Saturday, March 25, 2006

Chapter Five (part 7)



(continuing the "all nighter" conversation between Cassie and her lovers P. and S.)

"It all makes me dizzy," I admitted.

"It should. Deconstruction's motto is 'the center cannot hold.'"

"Do they pay Yeats royalties for stealing that line from him?" Leave to S. to be irreverent. P. laughed.

"Deferring," I laughed, too. "I'm deferring my life right now, it's on hold."

"On the whole, you've lost me, Old Man" S. admitted with a yawn. Out of nowhere, I started giggling despite myself— the hour was getting so late, and besides, I can't be serious about heavy subjects too long.

"Hold on," S. objected with real heat this time, "Deconstruction sounds like this year's model, another flashy, trendy tool, nothing more. We've gone through a whole laundry list of 'isms' in class. There's Structuralism, Freudianism, New Criticism, who cares?" I felt pride in S. He wasn't intimidated by our "professor" like I am.

"Right," I chimed in, hoping for strength in numbers, "isn't this another stupid search for another stupid Holy Grail to open up poems and novels to hidden meanings the writer never intended? I may be a naïve reader, but anyone with common sense can see The Picture of Dorian Gray is really about a gay man in the closet and the harm keeping that secret does to him. I want to know the answer to the questions books offer, like whether Pip gets the girl at the end of Great Expectations? That last line— " I grabbed the copy I'd been reading after work and opened it to the last page— "'I saw the shadow of no parting from Estella.' It's so tantalizing, it leaves me with goose bumps each time I read or think about it."

"Ever the Romantic," S. sneered playfully, throwing me off-balance, "wasn't it Ambrose Bierce who said if you scratch a Romantic, you'll find a cynic who hasn't been disappointed yet?"
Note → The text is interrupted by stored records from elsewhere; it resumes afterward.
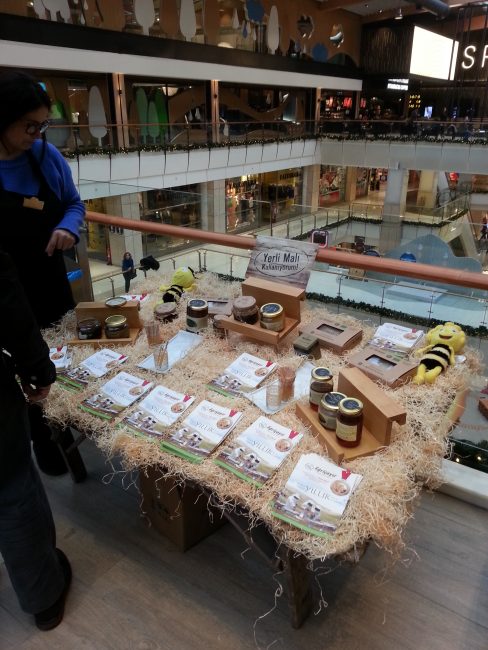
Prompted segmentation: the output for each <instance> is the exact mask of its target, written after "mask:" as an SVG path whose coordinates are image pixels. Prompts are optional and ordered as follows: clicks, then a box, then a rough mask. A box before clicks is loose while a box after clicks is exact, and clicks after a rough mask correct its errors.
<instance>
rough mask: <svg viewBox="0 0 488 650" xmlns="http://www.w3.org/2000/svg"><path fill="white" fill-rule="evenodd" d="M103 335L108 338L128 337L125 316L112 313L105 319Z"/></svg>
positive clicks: (120, 314)
mask: <svg viewBox="0 0 488 650" xmlns="http://www.w3.org/2000/svg"><path fill="white" fill-rule="evenodd" d="M105 336H106V337H107V338H108V339H128V338H130V328H129V325H128V324H127V318H126V317H125V316H122V315H121V314H114V315H113V316H109V317H108V318H106V319H105Z"/></svg>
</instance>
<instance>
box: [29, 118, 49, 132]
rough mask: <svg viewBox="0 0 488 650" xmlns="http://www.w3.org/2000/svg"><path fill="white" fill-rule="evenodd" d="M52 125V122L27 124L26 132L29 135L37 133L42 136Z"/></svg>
mask: <svg viewBox="0 0 488 650" xmlns="http://www.w3.org/2000/svg"><path fill="white" fill-rule="evenodd" d="M50 125H51V121H50V120H44V122H27V124H26V126H25V132H26V133H27V135H35V134H36V133H37V132H39V133H40V134H41V135H42V134H43V133H45V132H46V131H47V130H48V128H49V127H50Z"/></svg>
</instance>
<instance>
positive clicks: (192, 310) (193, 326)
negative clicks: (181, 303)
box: [186, 298, 208, 334]
mask: <svg viewBox="0 0 488 650" xmlns="http://www.w3.org/2000/svg"><path fill="white" fill-rule="evenodd" d="M206 327H208V303H207V301H206V300H203V299H202V298H192V300H189V301H188V305H187V307H186V329H187V331H188V332H194V333H195V334H198V333H199V332H201V331H202V330H204V329H205V328H206Z"/></svg>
"OK, I'm a Romantic," I blushed, backpedaling, "but a cynic in many things, too. But what about an author like Colette?"

"What about her?" P. countered with a knowing smile.

"Well, I may be a naïve reader, but I know her writing isn't compelling because it's beautiful, it's compelling because of the insights we gain from reading her."
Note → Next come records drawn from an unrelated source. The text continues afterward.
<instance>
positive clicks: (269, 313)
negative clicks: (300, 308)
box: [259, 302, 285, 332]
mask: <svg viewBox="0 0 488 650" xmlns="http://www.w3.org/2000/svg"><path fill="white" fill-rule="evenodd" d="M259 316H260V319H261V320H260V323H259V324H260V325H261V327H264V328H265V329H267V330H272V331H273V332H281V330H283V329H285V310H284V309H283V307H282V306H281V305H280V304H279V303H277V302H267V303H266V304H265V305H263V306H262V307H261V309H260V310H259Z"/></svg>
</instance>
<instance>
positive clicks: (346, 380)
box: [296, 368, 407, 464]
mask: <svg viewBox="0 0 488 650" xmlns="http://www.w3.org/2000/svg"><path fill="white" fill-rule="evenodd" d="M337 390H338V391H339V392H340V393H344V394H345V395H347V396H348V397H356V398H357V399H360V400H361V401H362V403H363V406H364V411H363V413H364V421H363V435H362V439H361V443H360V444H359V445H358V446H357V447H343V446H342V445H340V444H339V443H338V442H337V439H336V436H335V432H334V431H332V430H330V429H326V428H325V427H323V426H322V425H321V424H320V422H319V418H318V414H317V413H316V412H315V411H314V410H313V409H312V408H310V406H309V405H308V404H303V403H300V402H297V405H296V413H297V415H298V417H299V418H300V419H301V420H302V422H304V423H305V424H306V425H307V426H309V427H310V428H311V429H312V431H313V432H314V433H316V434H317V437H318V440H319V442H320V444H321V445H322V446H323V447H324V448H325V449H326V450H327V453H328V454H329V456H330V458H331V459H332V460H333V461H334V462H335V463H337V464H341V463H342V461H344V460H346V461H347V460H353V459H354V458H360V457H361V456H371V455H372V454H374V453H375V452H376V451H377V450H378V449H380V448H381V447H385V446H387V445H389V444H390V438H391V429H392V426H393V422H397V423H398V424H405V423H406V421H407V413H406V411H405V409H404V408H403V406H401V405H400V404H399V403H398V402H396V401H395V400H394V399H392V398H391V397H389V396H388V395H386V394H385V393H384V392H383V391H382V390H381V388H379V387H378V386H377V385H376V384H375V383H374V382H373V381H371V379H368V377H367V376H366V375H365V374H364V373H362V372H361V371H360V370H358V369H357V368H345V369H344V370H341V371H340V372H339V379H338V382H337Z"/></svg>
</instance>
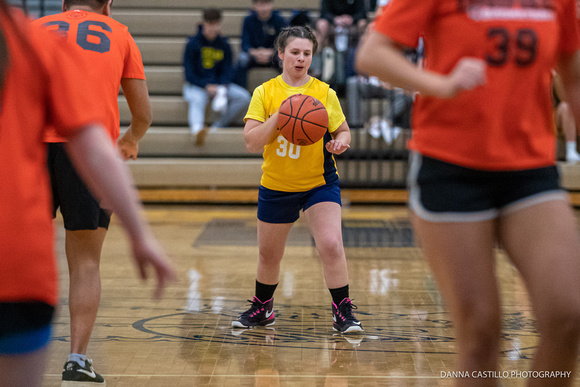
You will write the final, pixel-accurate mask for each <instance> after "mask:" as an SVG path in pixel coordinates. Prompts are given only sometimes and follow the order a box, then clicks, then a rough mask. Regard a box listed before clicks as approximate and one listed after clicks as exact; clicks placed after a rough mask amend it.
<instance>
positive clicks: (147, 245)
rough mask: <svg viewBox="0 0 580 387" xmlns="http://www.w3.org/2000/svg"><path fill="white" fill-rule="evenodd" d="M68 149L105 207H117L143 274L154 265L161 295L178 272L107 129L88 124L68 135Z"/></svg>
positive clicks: (81, 172)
"Why do you read Colette?" P. asked me with a wink. It's a private joke between us I wasn't ready to share with S. I wanted to throttle "the professor" at that moment.
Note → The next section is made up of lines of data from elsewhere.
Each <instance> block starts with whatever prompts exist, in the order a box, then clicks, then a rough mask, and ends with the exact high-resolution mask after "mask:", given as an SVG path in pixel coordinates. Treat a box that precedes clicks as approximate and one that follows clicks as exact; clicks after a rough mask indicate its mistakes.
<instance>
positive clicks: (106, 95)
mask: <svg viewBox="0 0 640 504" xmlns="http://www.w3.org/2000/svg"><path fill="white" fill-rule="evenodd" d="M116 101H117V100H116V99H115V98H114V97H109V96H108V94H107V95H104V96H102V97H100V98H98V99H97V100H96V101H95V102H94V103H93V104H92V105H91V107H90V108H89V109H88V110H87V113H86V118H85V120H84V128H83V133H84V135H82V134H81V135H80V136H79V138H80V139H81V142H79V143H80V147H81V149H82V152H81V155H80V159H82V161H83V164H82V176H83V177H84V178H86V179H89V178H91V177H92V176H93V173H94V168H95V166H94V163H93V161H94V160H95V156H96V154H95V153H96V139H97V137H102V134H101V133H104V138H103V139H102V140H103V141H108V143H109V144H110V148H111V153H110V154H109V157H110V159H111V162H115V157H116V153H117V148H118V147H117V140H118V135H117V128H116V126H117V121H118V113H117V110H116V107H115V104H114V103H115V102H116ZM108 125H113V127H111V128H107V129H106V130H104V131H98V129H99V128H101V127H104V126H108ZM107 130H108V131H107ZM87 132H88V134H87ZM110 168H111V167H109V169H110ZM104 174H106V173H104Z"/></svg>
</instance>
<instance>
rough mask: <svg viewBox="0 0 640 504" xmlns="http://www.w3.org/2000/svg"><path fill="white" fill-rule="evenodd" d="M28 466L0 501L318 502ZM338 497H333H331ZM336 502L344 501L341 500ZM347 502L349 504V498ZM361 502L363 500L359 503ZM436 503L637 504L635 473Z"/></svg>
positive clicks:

"I read her because she writes about young women like me— who want to know more about themselves— or life." I sounded pompous and gassy, I could see I was getting in way too deep. "I want insight from her books, not philosophy." S. winked at me when I finished because P. was rubbing his eyes, though he wasn't fast enough and P. saw most of it anyway.

"Then you'll find Deconstruction helpful because it isn't a tool, it's a way of looking at the world. We define ourselves by our texts: the laws, newspapers, books, poems, letters— or in your case, Cassie, by a bisexual exile from the Parisian theater writing books young women identify with. Instead of worrying about who Colette was, or whether her books are autobiographical, Deconstruction cuts out all the intervening bullshit."

"Sounds like a literary seduction," S. snorted, "a sort of intellectual penetration, yes? I've read Foucault, you know, with his bizarre theories about sex and literature!" He was less interested in the ideas than in the intellectual cat-and-mouse game, slyly grinning at his erotic allusion.